Cycling has always been a popular sport in Europe. Even when I was racing, men would show up to the Rally Cycling team bus with photos from my United Healthcare days asking for autographs, but the scene at the Tour de France Femmes is different. It’s not just people showing up because they got the day off work and decided to wander in to see what the fuss was about. It’s families travelling to the race so their sons and daughters can witness what the women of cycling have to offer the world. It’s parents who want their kids to look up to these women because they are worth looking up to.
Even through the fog of the Col du Tourmalet, you could feel the excitement in the air. Excitement not only for the race that would pass through but also for the future of women’s sports.
We often talk about what women’s cycling lacks. A three-tier system to further development, lower tier races for non-UCI and non-WorldTour teams to enter, a lack of minimum wage for any riders not in the WorldTour – the list goes on. But for better or worse women’s cycling is miles ahead of other women’s sports, and we have an opportunity with a race so beloved worldwide to inspire other sports to invest in their women. The Tour de France Femmes effect will not only elevate women’s cycling, it has the potential to bring more women’s sports to the fore, worldwide.
As of Wednesday, three days after the Tour de France Femmes wrapped up in Pau, the UCI announced the addition of a ProTeam category to the women’s peloton in 2025. The plan originally had been to add the third tier in between the current WorldTour status and Continental tier in 2026 but due to the current “boom” in women’s cycling the governing body expedited their plans.
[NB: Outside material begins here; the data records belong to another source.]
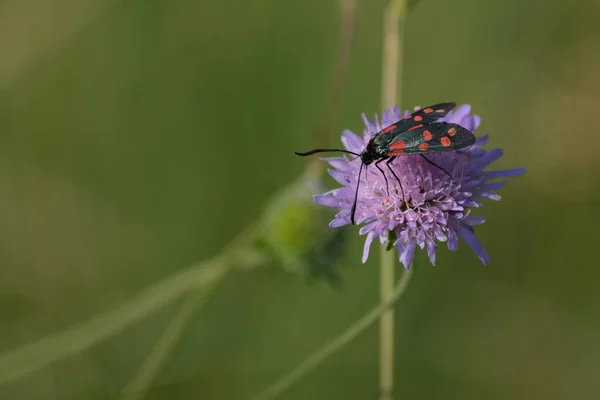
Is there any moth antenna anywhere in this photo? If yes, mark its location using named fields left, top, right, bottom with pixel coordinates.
left=294, top=149, right=360, bottom=157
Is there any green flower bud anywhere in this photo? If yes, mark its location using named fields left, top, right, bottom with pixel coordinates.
left=259, top=169, right=345, bottom=283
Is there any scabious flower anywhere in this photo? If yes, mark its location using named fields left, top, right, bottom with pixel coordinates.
left=314, top=104, right=525, bottom=268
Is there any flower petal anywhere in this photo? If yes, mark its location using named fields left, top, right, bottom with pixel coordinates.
left=427, top=240, right=437, bottom=266
left=362, top=231, right=377, bottom=264
left=448, top=228, right=458, bottom=251
left=458, top=225, right=490, bottom=265
left=462, top=215, right=485, bottom=226
left=313, top=193, right=340, bottom=208
left=362, top=113, right=377, bottom=133
left=400, top=239, right=417, bottom=269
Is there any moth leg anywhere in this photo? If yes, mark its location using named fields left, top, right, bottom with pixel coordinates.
left=386, top=157, right=406, bottom=203
left=375, top=158, right=390, bottom=195
left=419, top=154, right=454, bottom=179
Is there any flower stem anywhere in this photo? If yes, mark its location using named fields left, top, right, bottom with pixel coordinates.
left=379, top=241, right=398, bottom=400
left=379, top=0, right=410, bottom=400
left=0, top=226, right=260, bottom=385
left=253, top=269, right=412, bottom=400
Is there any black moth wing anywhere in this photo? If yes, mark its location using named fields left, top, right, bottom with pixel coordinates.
left=381, top=102, right=456, bottom=132
left=388, top=122, right=475, bottom=156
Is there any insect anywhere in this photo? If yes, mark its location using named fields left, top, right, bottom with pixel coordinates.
left=296, top=102, right=475, bottom=225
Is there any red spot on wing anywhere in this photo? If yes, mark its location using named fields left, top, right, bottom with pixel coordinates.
left=390, top=140, right=406, bottom=150
left=408, top=124, right=423, bottom=131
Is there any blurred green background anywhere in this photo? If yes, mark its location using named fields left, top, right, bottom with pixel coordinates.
left=0, top=0, right=600, bottom=400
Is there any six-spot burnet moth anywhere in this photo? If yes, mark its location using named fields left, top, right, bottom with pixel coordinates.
left=296, top=102, right=475, bottom=225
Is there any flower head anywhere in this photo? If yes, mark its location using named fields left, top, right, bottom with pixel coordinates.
left=314, top=104, right=525, bottom=268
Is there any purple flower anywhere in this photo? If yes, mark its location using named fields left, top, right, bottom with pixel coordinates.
left=314, top=104, right=525, bottom=268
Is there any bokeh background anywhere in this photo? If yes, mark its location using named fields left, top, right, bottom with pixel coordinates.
left=0, top=0, right=600, bottom=400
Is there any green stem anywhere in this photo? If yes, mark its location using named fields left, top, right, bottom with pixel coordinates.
left=379, top=241, right=396, bottom=400
left=248, top=269, right=412, bottom=400
left=379, top=0, right=406, bottom=400
left=122, top=292, right=210, bottom=400
left=0, top=228, right=260, bottom=384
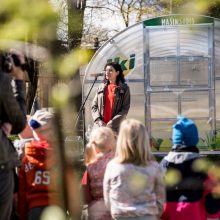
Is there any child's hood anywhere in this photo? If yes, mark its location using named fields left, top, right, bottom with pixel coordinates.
left=25, top=140, right=54, bottom=168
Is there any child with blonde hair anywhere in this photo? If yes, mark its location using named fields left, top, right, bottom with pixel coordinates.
left=103, top=119, right=165, bottom=220
left=81, top=127, right=116, bottom=220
This new middle tier will offer a home to teams like Human Powered Health, Israel Premier Tech Roland, Lifeplus Wahoo, and Cofidis. Teams that have the means to support a professional team but don’t have the depth required to animate the top tier of women’s cycling. It is by no means a bad thing, the sport needs these teams to grow and to develop up-and-coming riders. These teams are essential to the future of the sport. A middle tier will help to strengthen the base of the sport. In 2023, with the Tour de France Femmes and the top WorldTour teams driving the sport forward, we’re looking at a very top-heavy structure.
Right now, in its second year, it’s clear this race is a success. In the years to come we will look back at the first two years of the Tour de France Femmes and be able to point to it and say this changed women’s sports, this race made a difference.
The dust has now settled on another Tour de France Femmes, and the women are now flocking to Scotland for the World Championships. But let us not forget the impact this can have on the future if we carry the momentum from such an incredible week of cycling into the other events still to come and into next season where the women will once again wow us with their athleticism, determination, and likability.